GlobalMart’s troubles continued. On October 8, a blogger requested an interview with the company regarding a rumor that the company had suffered a massive global breach. Two hours later, the firm received an email warning that its website would be hacked.
The question for panelists was whether GlobalMart should speak with the blogger or the press.
Henley said not to talk yet. “We don’t know we have a breach or that we are under attack. We need to get the facts first.”
Keefe agreed. “The natural tendency is to want to tell constituents about something,” she said while reminding that forensic investigations take weeks, sometimes months. “Don’t go out with a ‘half-baked’ story before the forensics are complete.”
In addition to deciding whether to speak and what to say, deciding who does the talking is also important.
Panelists noted that while a public relations manager may be a good choice in many situations, public relations should not be confused with crisis management.
Sessions said if the CEO is good with the media and with crisis management, he or she could be the spokesperson.
But Keefe had a caution. “If you use the CEO first and it doesn’t go well, where do you go from there?”
Jones said the right answer might evolve over time as the situation changes. Maybe the public relations person goes first in the crisis, then later the CEO becomes the spokesperson as, hopefully, the situation improves.
Flint suggested a similar approach, noting that in many companies the CEO gets to talk about the “good news” while PR department handles the crisis stories. If handled well, a crisis can become a positive story and then the CEO gets to tell it.

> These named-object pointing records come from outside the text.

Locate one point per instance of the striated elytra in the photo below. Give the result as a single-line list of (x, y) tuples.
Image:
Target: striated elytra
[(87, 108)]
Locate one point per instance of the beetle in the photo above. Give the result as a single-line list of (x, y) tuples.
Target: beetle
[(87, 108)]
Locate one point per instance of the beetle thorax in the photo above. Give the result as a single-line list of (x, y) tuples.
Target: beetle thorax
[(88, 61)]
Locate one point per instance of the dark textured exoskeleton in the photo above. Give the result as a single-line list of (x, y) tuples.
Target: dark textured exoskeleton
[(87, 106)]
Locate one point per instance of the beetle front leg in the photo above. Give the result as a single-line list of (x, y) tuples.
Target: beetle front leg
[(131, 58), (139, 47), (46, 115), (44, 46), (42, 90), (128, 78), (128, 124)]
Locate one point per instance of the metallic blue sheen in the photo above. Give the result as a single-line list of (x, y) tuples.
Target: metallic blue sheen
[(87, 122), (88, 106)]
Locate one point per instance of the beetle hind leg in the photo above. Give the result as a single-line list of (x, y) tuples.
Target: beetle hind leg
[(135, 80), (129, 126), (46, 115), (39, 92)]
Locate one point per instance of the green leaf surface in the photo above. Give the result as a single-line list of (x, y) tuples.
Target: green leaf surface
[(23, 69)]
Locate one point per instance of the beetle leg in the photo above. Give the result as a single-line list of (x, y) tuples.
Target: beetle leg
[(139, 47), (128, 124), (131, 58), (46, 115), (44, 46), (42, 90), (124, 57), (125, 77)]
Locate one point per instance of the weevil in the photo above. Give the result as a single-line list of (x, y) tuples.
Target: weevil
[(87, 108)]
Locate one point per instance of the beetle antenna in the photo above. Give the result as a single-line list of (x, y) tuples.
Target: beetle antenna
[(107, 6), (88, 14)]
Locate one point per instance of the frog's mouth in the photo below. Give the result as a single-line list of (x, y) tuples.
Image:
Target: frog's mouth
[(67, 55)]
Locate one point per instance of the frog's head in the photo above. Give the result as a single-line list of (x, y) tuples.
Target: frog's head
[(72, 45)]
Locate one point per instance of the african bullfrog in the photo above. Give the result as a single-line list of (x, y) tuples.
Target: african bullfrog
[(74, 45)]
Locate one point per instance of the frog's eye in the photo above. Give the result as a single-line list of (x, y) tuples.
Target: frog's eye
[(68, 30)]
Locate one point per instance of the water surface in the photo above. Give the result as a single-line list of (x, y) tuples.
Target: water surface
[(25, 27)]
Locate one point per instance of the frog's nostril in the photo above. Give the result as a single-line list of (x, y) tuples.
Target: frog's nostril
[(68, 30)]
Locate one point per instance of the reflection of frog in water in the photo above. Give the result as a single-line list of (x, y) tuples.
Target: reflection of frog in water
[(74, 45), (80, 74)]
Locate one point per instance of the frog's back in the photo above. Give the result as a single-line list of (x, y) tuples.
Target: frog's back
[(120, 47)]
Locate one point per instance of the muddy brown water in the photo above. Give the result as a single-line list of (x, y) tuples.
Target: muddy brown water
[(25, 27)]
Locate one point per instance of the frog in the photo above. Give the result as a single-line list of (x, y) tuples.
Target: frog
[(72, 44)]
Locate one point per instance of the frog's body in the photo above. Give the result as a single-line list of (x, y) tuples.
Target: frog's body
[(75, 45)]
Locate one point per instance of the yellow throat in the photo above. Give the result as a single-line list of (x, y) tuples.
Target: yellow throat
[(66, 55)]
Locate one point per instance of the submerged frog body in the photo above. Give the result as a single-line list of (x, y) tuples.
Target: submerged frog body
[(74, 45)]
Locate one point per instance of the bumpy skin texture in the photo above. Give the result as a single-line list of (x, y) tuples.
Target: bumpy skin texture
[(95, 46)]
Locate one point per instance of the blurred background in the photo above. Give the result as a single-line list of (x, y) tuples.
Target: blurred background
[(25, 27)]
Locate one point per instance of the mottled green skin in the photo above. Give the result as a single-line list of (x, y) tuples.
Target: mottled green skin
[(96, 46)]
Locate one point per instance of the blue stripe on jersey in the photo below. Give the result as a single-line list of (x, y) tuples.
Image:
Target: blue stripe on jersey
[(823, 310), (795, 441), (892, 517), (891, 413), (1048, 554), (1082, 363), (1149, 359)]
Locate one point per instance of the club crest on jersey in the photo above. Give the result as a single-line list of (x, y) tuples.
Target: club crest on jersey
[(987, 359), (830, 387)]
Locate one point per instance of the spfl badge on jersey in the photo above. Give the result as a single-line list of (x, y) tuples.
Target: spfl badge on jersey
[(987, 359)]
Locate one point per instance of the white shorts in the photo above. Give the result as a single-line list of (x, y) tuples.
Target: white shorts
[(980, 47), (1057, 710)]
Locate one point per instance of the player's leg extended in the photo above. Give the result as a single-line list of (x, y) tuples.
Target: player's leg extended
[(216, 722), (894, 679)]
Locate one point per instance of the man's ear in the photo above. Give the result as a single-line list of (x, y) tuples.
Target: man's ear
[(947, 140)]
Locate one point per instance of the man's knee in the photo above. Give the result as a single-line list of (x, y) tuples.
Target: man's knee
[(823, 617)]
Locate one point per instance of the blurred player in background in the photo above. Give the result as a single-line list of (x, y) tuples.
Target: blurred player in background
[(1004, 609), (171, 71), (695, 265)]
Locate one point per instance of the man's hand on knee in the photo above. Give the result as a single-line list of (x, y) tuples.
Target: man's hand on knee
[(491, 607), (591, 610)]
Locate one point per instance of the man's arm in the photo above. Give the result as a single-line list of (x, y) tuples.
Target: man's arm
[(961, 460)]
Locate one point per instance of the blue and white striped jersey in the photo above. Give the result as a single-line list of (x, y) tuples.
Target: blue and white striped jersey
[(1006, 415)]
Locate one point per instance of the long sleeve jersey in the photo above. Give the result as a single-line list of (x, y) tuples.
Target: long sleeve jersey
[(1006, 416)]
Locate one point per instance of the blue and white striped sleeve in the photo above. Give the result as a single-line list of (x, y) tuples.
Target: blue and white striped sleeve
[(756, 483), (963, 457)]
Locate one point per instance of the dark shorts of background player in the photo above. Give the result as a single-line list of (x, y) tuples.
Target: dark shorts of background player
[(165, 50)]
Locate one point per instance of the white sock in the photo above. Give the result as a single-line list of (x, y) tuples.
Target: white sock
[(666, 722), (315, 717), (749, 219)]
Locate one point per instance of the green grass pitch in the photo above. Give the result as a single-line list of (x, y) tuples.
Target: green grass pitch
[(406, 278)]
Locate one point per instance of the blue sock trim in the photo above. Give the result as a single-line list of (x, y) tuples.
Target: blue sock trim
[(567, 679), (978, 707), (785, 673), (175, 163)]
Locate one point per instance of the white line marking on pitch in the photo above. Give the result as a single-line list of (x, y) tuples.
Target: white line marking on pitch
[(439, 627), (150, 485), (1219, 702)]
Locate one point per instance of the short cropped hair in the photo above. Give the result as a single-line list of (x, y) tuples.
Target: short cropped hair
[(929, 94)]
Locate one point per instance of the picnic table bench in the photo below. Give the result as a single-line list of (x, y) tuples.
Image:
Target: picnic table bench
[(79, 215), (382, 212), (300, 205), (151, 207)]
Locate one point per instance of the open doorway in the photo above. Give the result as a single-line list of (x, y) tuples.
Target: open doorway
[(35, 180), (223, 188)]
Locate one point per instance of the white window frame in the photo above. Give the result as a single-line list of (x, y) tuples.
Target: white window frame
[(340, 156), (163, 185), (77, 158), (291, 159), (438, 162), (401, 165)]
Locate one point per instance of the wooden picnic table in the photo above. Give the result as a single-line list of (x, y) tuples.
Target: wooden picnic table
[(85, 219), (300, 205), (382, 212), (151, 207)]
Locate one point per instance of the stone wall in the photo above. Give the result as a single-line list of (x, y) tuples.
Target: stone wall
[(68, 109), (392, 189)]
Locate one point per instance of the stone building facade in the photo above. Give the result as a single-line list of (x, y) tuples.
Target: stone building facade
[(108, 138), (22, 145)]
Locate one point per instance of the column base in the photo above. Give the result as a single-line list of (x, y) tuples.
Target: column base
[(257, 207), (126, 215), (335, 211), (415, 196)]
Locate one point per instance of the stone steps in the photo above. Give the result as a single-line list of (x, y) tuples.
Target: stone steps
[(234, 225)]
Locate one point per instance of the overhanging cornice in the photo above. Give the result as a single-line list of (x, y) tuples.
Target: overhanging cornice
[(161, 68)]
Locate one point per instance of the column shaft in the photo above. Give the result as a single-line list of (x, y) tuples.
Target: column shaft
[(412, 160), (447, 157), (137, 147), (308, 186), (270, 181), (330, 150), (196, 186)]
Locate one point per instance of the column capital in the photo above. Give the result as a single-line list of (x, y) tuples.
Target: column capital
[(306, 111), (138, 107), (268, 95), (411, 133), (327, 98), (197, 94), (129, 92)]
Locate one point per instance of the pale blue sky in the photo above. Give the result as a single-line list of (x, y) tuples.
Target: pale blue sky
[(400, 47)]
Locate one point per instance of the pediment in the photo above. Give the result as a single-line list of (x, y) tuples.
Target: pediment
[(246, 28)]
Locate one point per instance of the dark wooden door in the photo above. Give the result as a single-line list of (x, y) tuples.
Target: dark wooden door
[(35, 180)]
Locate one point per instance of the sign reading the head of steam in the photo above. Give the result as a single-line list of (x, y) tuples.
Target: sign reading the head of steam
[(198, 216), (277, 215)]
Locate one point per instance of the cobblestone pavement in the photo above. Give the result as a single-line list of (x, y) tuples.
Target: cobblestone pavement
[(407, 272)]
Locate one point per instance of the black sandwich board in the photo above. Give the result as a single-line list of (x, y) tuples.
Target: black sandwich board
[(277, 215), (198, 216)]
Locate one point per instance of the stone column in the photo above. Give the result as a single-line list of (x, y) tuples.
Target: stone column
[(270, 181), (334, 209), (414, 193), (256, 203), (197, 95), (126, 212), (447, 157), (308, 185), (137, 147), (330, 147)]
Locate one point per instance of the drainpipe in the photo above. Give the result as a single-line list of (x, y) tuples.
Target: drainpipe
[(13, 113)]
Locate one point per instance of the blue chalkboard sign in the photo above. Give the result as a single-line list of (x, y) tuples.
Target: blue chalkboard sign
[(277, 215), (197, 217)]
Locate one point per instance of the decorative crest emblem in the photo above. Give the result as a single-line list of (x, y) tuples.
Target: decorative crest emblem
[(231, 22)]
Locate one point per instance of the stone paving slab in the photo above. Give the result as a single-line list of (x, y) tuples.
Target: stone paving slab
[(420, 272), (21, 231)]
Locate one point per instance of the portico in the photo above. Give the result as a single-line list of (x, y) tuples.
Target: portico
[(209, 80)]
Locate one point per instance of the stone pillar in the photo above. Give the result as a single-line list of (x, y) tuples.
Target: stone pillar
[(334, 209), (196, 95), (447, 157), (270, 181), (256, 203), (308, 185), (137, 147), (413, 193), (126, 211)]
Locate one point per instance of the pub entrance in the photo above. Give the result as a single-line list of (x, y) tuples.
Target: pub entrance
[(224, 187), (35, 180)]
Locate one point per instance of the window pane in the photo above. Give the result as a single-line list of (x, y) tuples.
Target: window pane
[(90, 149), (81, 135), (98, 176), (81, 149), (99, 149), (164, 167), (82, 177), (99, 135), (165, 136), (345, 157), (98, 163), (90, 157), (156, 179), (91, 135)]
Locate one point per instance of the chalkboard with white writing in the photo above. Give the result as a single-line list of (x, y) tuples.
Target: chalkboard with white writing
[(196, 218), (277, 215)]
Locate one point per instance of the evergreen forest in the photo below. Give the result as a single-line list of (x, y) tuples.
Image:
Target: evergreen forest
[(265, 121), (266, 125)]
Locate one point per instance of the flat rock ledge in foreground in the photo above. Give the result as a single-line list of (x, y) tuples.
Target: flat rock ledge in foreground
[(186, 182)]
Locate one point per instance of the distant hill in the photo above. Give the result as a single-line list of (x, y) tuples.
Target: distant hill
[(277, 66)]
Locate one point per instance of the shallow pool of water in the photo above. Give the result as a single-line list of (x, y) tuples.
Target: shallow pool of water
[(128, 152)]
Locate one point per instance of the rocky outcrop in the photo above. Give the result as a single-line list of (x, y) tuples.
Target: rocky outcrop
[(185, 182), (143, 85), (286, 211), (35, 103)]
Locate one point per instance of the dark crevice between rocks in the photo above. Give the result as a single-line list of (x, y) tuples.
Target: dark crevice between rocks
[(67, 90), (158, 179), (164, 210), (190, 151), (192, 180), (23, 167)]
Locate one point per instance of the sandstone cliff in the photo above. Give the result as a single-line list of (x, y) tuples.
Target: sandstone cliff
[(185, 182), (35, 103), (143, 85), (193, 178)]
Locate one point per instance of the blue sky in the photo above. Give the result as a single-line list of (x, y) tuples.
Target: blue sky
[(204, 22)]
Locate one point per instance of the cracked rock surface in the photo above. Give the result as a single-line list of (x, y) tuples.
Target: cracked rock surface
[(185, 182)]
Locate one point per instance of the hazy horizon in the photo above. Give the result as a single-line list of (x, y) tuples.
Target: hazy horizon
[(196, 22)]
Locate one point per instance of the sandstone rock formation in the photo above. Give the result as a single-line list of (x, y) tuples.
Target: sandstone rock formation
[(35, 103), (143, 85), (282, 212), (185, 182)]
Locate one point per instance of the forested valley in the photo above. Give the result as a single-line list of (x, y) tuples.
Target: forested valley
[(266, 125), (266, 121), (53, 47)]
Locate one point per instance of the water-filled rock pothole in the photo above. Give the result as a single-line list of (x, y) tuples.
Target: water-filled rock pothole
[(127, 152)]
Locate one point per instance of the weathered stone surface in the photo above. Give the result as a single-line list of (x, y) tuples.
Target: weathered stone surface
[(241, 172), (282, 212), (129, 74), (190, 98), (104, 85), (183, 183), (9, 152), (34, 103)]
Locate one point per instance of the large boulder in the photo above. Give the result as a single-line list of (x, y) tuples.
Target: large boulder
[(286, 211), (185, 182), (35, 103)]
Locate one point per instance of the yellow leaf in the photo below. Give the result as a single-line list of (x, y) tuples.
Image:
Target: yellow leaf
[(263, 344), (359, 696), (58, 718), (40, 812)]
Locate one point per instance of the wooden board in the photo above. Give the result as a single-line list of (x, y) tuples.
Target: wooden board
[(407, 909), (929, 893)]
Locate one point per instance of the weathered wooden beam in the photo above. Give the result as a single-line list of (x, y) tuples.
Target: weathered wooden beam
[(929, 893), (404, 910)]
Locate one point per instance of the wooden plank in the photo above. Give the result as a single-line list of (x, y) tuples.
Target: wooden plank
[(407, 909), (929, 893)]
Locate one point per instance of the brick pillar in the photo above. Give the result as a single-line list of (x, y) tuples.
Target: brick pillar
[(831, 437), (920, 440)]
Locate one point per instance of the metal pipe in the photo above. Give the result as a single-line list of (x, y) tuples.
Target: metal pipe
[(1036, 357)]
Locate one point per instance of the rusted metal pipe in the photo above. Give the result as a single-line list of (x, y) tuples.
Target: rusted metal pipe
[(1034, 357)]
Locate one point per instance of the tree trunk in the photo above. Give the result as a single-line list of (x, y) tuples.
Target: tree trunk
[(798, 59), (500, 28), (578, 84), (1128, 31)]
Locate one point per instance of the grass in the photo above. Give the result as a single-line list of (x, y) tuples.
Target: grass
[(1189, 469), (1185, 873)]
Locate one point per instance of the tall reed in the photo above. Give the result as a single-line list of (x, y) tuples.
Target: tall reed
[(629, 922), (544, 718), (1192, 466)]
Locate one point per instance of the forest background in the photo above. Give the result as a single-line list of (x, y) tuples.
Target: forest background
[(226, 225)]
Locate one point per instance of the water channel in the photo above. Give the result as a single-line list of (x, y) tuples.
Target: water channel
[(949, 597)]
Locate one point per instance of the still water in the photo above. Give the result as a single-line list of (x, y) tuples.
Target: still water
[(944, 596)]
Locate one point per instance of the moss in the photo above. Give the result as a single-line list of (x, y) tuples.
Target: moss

Keefe said that soon after a breach there is a need to quickly communicate with many constituencies including customers, employees, the public at large, the media, board of directors, analysts and others. She encouraged the use of a crisis management team.
Sessions noted that the communications has to be clear because plaintiff lawyers will pick up any discrepancies between what the public and customers are told versus what the board or investors might be told.
Panelists were asked if GlobalMart should delay its third quarter earnings press release because of the global breach.
Henley said GlobalMart should go ahead and face the controversy head-on while Sessions predicted that the quarterly results would be overshadowed by the breach development at the earnings press conference.
Breach Response Plan
Just as, if not more, important than what an organization does within the 72-hours after a breach is what it does before an incident to establish a response plan.
Beazley’s Keefe advised that every company have a breach response plan that is multidisciplinary, encompassing information technology, legal, insurance, human resources, public relations, forensics, consultants, vendors and other resources and that spells out how to contact these people quickly.
Keefe also said that organizations are looking to their insurance brokers and carriers for guidance on cyber issues.
Flint said there must be “clear accountability” placed on someone to develop and maintain a response plan and there must be clarity on who makes what decisions. A company must know the data breach laws in the states where it operates. In addition, it is important not only to develop a plan but also to practice it, he said.
Henley of ID Experts said a company should have a “checklist of what to do when the house is on fire but do it when the house isn’t on fire.”